Ingle, originally from Durango, Colo., said her father preferred that she attend a small, private college instead of a public university. Grand Canyon fit the bill. 

“I came to look at it and loved it,” she said. “We were really small-time back then, but it was good…. I’ve had many student teachers over the years who I wish had had the preparation I had here.” 

Ingle recalled an audiovisual class — progressive at the time — that taught the prospective teachers how to run their own classroom equipment. 

Linda (Barker) Webb of Tucson, who began as a teacher after graduation and later went into real estate and sales careers, said the best thing about the Class of ’62 was its camaraderie. 

“We had the Lord in common,” she said, “and it was a great time. The teachers, we knew them personally. We weren’t just faces to them. They had an interest in us.” 

Also on Saturday, six alumni were inducted into the GCU Hall of Fame in a ceremony at Ethington Theatre. The inductees and highlights from their remarks: 

• Dr. Robin Baker, Class of 1980, College of Arts and Sciences: Baker, the president of George Fox University in Newberg, Ore., is the brother of GCU’s director of athletics, Keith Baker, and is among 40 members of his immediate and extended family to have attended GCU. “We not only were educated in this place, but we were mentored in ways that lasted a lifetime,” he said. 

• Marci Salmon, Class of 1989, College of Education: Salmon, the wife of former GCU and pro baseball star Tim Salmon, has taught in the Paradise Valley School District and done extensive charity work. “Grand Canyon was known as the school to go to for (a teaching career),” she said. 

• Jared Stauffer, Class of 1999, College of Christian Studies; MBA in 2008, Ken Blanchard College of Business: Stauffer is the founder and CEO of Brinkster, employing 35 people with 50,000 customers in 200 countries. He grew up less than a mile from GCU. “Only a semester into being here, I helped the new freshman girls into the dorms — and met my wife,” he said. “GCU’s principle of servant leadership is a huge part of who I am.” 

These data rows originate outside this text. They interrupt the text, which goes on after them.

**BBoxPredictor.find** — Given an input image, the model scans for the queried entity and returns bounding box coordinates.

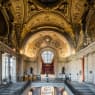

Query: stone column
[82,57,85,81]
[0,52,2,84]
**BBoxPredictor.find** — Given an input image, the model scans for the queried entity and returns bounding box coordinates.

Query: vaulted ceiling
[0,0,95,58]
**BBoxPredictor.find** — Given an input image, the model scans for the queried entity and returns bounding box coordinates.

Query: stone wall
[65,42,95,84]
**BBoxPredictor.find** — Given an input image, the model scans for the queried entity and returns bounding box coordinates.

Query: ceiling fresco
[0,0,95,57]
[22,31,74,58]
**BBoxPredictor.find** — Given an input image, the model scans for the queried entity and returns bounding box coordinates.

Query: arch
[20,26,74,48]
[21,11,74,43]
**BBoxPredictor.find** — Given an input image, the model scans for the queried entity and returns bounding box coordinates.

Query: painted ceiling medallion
[36,0,60,7]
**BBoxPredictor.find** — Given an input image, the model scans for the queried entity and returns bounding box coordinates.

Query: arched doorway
[38,47,58,78]
[41,50,54,74]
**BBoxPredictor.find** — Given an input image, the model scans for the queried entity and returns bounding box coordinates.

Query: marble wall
[65,42,95,84]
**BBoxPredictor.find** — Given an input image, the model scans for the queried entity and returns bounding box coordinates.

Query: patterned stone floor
[71,82,95,95]
[0,82,26,95]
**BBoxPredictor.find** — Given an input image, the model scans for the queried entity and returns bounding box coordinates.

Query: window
[41,50,54,64]
[2,53,16,82]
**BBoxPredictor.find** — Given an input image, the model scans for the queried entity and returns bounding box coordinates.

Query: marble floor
[70,81,95,95]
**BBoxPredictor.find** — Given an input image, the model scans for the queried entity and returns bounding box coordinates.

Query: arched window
[41,50,54,64]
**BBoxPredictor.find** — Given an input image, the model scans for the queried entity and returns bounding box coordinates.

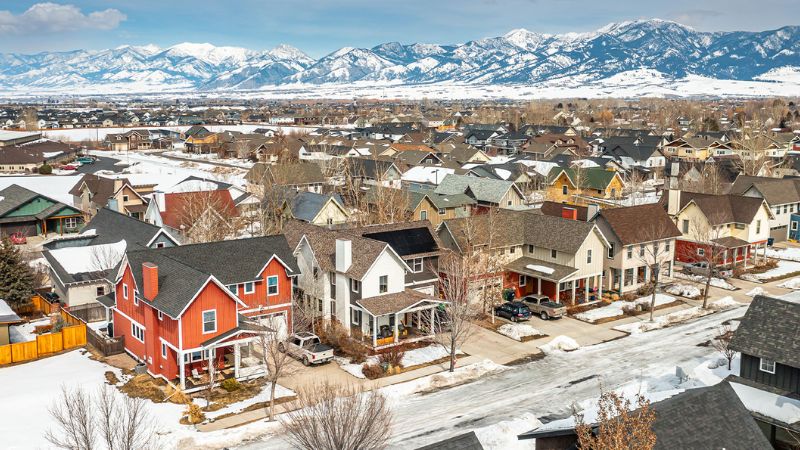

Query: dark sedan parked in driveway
[494,302,531,322]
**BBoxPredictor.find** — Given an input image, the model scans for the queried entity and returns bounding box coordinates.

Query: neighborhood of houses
[0,102,800,449]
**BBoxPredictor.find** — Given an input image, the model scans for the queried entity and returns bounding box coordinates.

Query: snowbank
[614,297,744,334]
[664,283,700,298]
[497,323,544,342]
[575,294,675,323]
[539,335,581,355]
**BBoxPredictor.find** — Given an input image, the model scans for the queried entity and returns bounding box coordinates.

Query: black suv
[494,302,531,322]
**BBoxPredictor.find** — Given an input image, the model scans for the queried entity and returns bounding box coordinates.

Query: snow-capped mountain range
[0,19,800,94]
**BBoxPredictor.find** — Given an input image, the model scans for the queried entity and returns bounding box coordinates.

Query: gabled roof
[731,295,800,368]
[434,174,521,204]
[127,235,299,318]
[600,203,681,245]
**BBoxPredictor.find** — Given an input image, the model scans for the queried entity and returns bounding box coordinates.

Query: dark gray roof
[731,295,800,368]
[83,208,178,247]
[127,235,300,318]
[417,431,483,450]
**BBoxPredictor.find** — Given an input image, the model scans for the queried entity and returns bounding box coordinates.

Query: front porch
[503,256,603,306]
[350,290,445,350]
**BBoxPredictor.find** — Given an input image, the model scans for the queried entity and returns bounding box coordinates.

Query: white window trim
[200,309,217,334]
[267,275,281,297]
[758,358,777,375]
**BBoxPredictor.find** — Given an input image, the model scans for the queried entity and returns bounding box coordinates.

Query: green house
[0,184,83,237]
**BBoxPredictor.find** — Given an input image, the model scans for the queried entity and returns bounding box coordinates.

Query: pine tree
[0,237,33,306]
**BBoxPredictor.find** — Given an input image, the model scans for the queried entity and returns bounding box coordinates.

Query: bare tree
[573,392,656,450]
[431,253,479,372]
[281,382,393,450]
[711,323,736,370]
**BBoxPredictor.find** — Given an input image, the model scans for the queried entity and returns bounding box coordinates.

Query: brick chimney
[142,262,158,301]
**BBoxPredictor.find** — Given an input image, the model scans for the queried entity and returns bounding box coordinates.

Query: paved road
[243,308,745,449]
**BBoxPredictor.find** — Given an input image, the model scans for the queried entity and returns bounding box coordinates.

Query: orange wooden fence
[0,295,86,365]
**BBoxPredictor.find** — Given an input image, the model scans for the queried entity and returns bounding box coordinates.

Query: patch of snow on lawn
[539,335,581,355]
[664,283,700,298]
[778,278,800,289]
[575,294,675,323]
[497,323,544,341]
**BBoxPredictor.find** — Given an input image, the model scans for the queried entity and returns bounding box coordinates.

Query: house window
[378,275,389,294]
[267,275,278,295]
[244,277,255,294]
[758,358,775,374]
[203,309,217,334]
[131,322,144,344]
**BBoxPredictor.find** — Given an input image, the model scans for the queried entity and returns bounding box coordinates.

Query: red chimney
[142,263,158,302]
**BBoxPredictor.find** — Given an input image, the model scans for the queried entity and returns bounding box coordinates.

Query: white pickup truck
[278,332,333,366]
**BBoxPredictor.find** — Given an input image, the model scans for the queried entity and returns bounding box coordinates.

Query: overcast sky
[0,0,800,57]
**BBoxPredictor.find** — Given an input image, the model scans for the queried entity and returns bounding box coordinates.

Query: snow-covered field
[575,294,675,323]
[497,323,544,341]
[673,272,737,291]
[614,297,744,334]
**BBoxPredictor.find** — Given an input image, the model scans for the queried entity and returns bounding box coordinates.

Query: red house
[113,235,299,392]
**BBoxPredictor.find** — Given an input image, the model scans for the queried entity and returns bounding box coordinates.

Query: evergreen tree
[0,237,33,306]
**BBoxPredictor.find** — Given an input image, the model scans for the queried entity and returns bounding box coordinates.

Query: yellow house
[546,167,625,203]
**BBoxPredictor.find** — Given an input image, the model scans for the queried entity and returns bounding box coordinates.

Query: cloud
[0,3,127,34]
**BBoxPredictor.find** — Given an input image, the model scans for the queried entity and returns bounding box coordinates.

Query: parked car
[494,302,531,322]
[278,332,333,366]
[8,231,28,245]
[522,294,567,320]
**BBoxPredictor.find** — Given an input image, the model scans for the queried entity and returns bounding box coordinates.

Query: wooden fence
[0,295,86,365]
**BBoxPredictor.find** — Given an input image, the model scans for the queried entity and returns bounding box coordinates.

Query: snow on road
[243,308,745,449]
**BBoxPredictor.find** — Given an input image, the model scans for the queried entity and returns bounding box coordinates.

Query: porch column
[394,313,400,344]
[233,342,242,378]
[177,352,186,390]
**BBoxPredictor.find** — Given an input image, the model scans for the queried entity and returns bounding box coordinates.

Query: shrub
[378,347,405,367]
[361,364,385,380]
[220,378,242,392]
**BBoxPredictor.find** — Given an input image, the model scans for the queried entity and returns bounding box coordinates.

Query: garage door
[259,313,289,340]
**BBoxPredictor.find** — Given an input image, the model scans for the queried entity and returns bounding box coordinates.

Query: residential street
[242,308,745,449]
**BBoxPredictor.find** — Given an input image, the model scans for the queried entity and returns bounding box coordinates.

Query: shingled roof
[127,235,300,318]
[600,203,681,245]
[731,295,800,368]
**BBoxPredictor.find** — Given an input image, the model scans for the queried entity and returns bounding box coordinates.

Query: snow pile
[614,297,743,334]
[497,323,544,342]
[575,294,675,323]
[664,283,700,298]
[744,286,767,297]
[205,383,295,419]
[50,239,126,275]
[778,278,800,289]
[674,272,737,291]
[525,264,556,275]
[539,335,581,355]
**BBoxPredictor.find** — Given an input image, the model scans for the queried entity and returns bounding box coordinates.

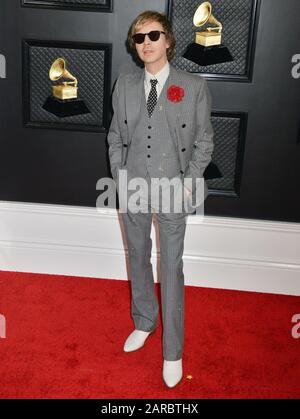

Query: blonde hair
[127,10,176,61]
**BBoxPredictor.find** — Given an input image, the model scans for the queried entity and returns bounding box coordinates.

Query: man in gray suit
[108,11,214,387]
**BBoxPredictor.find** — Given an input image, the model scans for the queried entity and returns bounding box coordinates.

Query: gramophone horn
[193,1,222,32]
[49,58,77,86]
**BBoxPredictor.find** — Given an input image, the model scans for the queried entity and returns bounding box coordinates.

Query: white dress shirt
[144,61,170,101]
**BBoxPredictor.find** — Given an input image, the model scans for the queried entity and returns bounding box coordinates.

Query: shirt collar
[145,61,170,87]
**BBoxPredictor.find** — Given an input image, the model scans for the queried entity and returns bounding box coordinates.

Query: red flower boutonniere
[168,85,184,103]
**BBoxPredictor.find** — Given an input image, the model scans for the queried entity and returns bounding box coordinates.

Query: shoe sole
[123,330,155,353]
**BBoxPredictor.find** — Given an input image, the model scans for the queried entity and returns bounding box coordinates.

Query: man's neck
[145,60,168,76]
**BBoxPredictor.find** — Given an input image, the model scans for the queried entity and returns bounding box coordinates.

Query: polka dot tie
[147,79,158,117]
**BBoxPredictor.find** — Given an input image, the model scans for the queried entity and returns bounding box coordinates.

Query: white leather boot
[124,329,154,352]
[163,359,182,387]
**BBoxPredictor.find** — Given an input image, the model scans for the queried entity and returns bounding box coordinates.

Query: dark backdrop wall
[0,0,300,222]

• Shirley Righi, Class of 1995, College of Nursing: Righi is a clinical director for Scottsdale Healthcare, where she has served in multiple roles for more than 20 years. “At Grand Canyon, I found out that mediocre was not OK,” she said. “I got my foundation here, and I tap into it every single day.” 

• Christine Weidinger, Class of 1970, College of Fine Arts and Production: Weidinger, a former international opera star, now teaches voice in Durham, N.C. “I auditioned for a big university and they laughed me off the stage,” she said. “I needed a scholarship to go to college and got it at Grand Canyon. It was the most fortunate day in my life…. (GCU instructor) Marlene Delavan was very patient with me. Being sick was not an excuse (to miss voice class), although being dead might be.” 

• Kevin Warren, Class of 1986, Ken Blanchard College of Business: Warren, who played basketball at GCU, went on to earn an MBA from Arizona State University and a law degree from the University of Notre Dame. He is in his eighth year with the NFL’s Minnesota Vikings as vice president of legal affairs and chief administrative officer. “A 22-ounce leather ball and a pair of sneakers allowed me an opportunity,” said Warren, who brought his graduation Bible to the Ethington stage. “All my dreams and desires were planted on this campus.”